Distinct phenotypic states and spatial distribution of CD8+ T cell clonotypes in human brain metastases

Abstract

Metastatic disease in the brain is difficult to control and predicts poor prognosis. Here, we analyze human brain metastases and demonstrate their robust infiltration by CD8⁺ T cell subsets with distinct antigen specificities, phenotypic states, and spatial localization within the tumor microenvironment.
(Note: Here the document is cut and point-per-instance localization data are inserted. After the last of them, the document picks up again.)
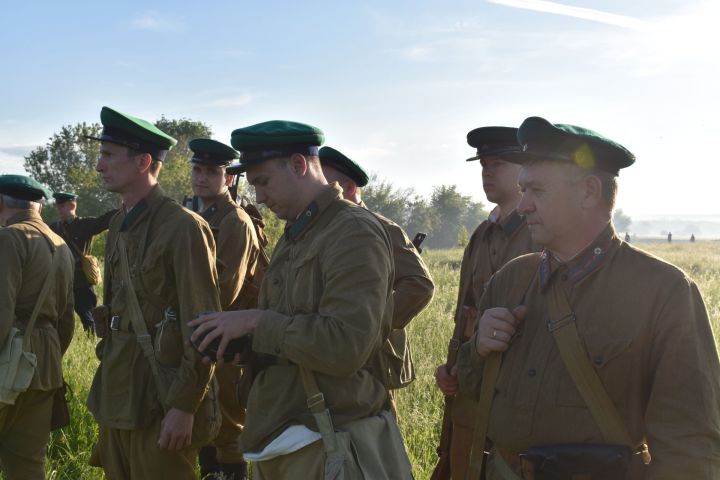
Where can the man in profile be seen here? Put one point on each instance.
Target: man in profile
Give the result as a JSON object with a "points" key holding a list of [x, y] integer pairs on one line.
{"points": [[31, 255], [412, 285], [497, 240]]}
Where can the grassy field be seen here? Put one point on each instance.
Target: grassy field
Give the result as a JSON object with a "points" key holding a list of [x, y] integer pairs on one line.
{"points": [[420, 405]]}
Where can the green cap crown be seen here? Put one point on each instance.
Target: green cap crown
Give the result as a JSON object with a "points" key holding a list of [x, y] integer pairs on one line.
{"points": [[274, 139], [135, 133], [62, 197], [343, 164], [586, 148], [23, 188], [211, 152]]}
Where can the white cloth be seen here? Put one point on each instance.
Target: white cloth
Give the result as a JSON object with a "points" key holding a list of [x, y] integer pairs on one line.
{"points": [[291, 440]]}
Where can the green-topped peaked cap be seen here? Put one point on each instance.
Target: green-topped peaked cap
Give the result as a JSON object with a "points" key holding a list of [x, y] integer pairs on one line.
{"points": [[23, 188], [275, 139], [541, 140], [493, 141], [211, 152], [343, 164], [135, 133], [62, 197]]}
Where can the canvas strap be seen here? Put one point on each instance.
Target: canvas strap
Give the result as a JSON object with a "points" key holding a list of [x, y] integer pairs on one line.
{"points": [[138, 323], [563, 328], [316, 405], [491, 372]]}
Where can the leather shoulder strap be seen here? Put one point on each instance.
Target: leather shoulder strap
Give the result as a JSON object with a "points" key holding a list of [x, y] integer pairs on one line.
{"points": [[491, 372], [564, 330], [136, 317]]}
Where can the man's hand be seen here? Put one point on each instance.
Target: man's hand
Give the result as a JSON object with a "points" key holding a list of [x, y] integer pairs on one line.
{"points": [[496, 328], [447, 380], [175, 430], [227, 325]]}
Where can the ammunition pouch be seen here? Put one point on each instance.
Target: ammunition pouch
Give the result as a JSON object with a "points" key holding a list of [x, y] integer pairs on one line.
{"points": [[576, 462]]}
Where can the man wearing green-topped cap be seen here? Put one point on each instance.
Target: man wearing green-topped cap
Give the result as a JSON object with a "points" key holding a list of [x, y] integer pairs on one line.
{"points": [[412, 285], [316, 406], [497, 240], [78, 233], [609, 368], [31, 255], [237, 257], [152, 395]]}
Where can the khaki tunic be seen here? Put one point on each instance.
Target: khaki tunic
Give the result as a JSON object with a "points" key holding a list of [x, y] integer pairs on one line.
{"points": [[25, 260], [412, 291], [327, 301], [78, 233], [491, 246], [646, 330], [237, 247], [237, 255], [171, 255]]}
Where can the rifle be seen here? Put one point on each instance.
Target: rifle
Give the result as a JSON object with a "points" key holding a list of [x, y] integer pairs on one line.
{"points": [[442, 469]]}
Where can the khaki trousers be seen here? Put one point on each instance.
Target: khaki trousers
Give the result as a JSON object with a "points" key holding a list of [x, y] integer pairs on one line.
{"points": [[24, 433], [308, 463], [227, 442], [463, 418], [135, 454]]}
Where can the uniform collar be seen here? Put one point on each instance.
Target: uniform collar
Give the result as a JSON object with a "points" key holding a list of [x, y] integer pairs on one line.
{"points": [[509, 225], [22, 216], [584, 263], [216, 205], [146, 203], [317, 206]]}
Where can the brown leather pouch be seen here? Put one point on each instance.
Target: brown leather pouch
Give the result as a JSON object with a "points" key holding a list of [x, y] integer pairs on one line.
{"points": [[101, 316]]}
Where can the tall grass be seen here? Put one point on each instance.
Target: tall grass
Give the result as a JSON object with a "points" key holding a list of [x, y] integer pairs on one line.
{"points": [[420, 405]]}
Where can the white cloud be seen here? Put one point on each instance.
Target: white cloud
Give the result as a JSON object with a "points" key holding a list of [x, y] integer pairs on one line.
{"points": [[231, 101], [576, 12], [155, 22]]}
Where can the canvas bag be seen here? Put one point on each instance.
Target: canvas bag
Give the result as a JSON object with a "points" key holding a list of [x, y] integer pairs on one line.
{"points": [[17, 363]]}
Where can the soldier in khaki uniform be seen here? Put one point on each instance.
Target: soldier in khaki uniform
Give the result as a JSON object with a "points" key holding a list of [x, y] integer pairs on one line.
{"points": [[152, 420], [237, 256], [78, 233], [497, 240], [641, 325], [325, 310], [412, 286], [27, 250]]}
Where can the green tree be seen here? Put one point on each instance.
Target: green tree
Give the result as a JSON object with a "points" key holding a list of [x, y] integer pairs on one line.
{"points": [[175, 174], [383, 197], [67, 163]]}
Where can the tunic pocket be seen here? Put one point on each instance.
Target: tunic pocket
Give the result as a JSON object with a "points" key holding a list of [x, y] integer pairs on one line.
{"points": [[609, 357]]}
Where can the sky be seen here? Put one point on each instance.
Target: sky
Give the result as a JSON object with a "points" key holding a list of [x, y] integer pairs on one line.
{"points": [[394, 85]]}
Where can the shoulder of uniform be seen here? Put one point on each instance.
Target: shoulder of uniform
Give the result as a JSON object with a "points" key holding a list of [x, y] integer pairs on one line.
{"points": [[651, 267]]}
Brain metastases are densely infiltrated by T cells; the majority of infiltrating CD8⁺ T cells express PD-1. Single-cell RNA sequencing shows significant clonal overlap between proliferating and exhausted CD8⁺ T cells, but these subsets have minimal clonal overlap with circulating and other tumor-infiltrating CD8⁺ T cells, including bystander CD8⁺ T cells specific for microbial antigens. Using spatial transcriptomics and spatial T cell receptor (TCR) sequencing, we show these clonally unrelated, phenotypically distinct CD8⁺ T cell populations occupy discrete niches within the brain metastasis tumor microenvironment. Together, our work identifies signaling pathways within CD8⁺ T cells and in their surrounding environment that may be targeted for immunotherapy of brain metastases.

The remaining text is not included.